Pandemi yasakları değişti. Eve kapanma süremiz azaldı. Ama hala daha aylardır iş yapamayan turizm ve müzik sektörüne ilişkin bir düzenleme yapılmıyor. Her hafta başka bir insanın yaşamına son verdiği haberlerini okuyoruz. Ülkemizin en güzel kaynaklarından birisi doğasıyken biz bunu da değerlendiremiyoruz. Turizm sektörü de yavaş yavaş ölüyor veya belirli aylarla sınırlı kalmaya başlıyor. Herkes yaz gelse de tatile gidebilsek belki o zaman oteller açılır diye düşünüyor. Peki ya tatile gittiğimizde girecek bir denizimiz kalmazsa o zaman ne yapacağız?
Geçtiğimiz hafta ‘’Esaretten Cesarete’’ adlı bir kısa film yarışması düzenlendi. Bu senenin kısa filmleri doğaya ve hayvana şiddeti konu alıyordu. Yarışmadaki kısa filmleri izlerken piknik yaptığımız ormanları, yüzdüğümüz denizleri, yürüdüğümüz ormanları düşündüm.
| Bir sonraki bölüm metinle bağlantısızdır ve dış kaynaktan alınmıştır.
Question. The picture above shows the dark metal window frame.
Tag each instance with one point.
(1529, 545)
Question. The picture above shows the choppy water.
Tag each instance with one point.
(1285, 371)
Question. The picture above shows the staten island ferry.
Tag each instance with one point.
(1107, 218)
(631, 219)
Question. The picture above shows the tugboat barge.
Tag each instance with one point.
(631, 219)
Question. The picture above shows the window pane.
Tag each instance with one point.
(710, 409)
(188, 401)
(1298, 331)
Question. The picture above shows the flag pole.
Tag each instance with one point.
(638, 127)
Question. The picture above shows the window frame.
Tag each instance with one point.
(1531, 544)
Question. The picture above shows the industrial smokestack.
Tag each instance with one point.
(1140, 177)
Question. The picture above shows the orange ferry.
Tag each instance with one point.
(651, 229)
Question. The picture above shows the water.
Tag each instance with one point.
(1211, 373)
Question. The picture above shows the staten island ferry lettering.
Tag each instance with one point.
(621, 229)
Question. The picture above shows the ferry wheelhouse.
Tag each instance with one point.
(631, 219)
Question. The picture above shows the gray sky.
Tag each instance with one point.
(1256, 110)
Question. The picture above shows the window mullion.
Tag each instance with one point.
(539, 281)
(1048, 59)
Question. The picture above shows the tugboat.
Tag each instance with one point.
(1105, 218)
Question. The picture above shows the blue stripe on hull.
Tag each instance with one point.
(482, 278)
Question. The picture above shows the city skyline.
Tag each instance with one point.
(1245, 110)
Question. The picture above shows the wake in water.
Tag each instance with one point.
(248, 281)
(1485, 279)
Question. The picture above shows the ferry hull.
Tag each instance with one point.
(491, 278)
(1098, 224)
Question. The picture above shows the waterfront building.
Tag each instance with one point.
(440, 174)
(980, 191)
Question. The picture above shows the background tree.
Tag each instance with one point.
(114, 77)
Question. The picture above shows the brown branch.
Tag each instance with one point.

Doğa bize sesleniyordu ama biz ısrarla duymuyorduk. Bir bir yok oluyordu ve bizler sadece izliyorduk. Elimizden bir şey gelmez diye düşünüyorduk. Bazı insanlar farkındalık yaratmak için paylaşımlar yapıyor, imzalar topluyor veya koşuyorlardı. Bazı insanlarsa bunun da geçici olduğunu, birkaç güne unutulacağını söylüyordu. 
Doğayı unutmanın bize getirebileceği sonuçlara ne kadar hazırız acaba? Belki bizim için yeterli bir zaman vardır ancak bundan yüzyıllar sonrasında dünya nasıl bir yer olacak diye hiç düşünüyor muyuz? Yoksa olabilecek sonuçları bildiğimiz için, artık geri dönüşü olmayan bir noktada olduğumuz için mi insanlık adına yaşanabilecek gezegenler bulmaya çalışıyorduk? Dünyanın kalbi doğa anayı her gün yavaş yavaş öldürüyor muyduk? O zaman bu ölümde hepimizin bir parmağı yok mu? Umursamadan yere attığımız çöplerden, sonrasını düşünmeden kirlettiğimiz dere veya denizlerden, deniz manzaralı binalar yapabilmek için yaktığımız ormanlardan, alışveriş merkezi olduğunda daha iyi olur diye düşündüğümüz parklardan, değişen mevsimlerden sorumlu değil miyiz gerçekten? Yoksa hala daha herkes yapıyor ne olacak ki diye düşünüp yaptığımız tüm bu eylemleri devam mı ettireceğiz?
Doğa can çekişiyor. Her gün biraz daha ölüyor. Bize sonsuz bir kaynak sunan doğayı insanlık olarak kendi ellerimizle katlediyoruz. Ancak doğa ana sesini bile çıkaramıyor. Gördüğümüz haberleri geçiştirmeden okuyarak doğayı bu kez dinlemeye ne dersiniz? Beklemediğimiz bir anda gelen bu mesajı dinlemeye ihtiyacımız var. Eğer bunu bu gün yapmaya başlamazsak kendimize değil yeni bir gezegen yepyeni bir galaksi bulmamız gerekecek.